Unas horas antes, el gran reloj de la iglesia del centro de la ciudad marca las diez de la noche. Las aves se refugian en los árboles de flores anaranjadas de la cuadra seis de la avenida José Balta. Calle que será el escenario de aquel espectáculo interactivo entre vendedores y transeúntes.

Un joven llega cargando una mochila que se ve repleta, ha perdido su aspecto original y se ve apretada. El joven extiende en el suelo un plástico azul, abre con dificultad su mochila y saca poco a poco su mercadería. Zapatillas de múltiples diseños y colores son colocadas cuidadosamente en lo que tendría a ser su puesto.

Este hombre delgado y de piel trigueña es Javier, quien se dedica a este negocio desde hace seis meses para solventar sus estudios universitarios. Siempre llega antes que todos para escoger el mejor lugar.

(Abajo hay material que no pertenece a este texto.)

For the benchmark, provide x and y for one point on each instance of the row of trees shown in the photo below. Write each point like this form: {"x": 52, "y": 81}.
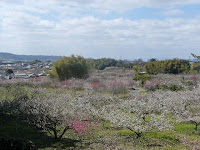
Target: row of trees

A unos metros, al igual que él, se instala Carmen. Una señora de contextura gruesa, piel cobriza y con acento de la selva. Ella vende ropa deportiva: buzos y leggins de todas las tallas, con detalles en colores fosforescente. Es una persona con facilidad de palabra. Esto la ayuda a conectarse con los clientes. 

Poco a poco van llegando otros comerciantes, quienes se saludan alegremente, y colocan sus puestos de venta en los espacios vacíos de la vereda. Al cabo de media hora, la calle queda llena de vendedores. Ellos ofrecen sus productos a la gente que transita y mira curiosamente sus puestos. 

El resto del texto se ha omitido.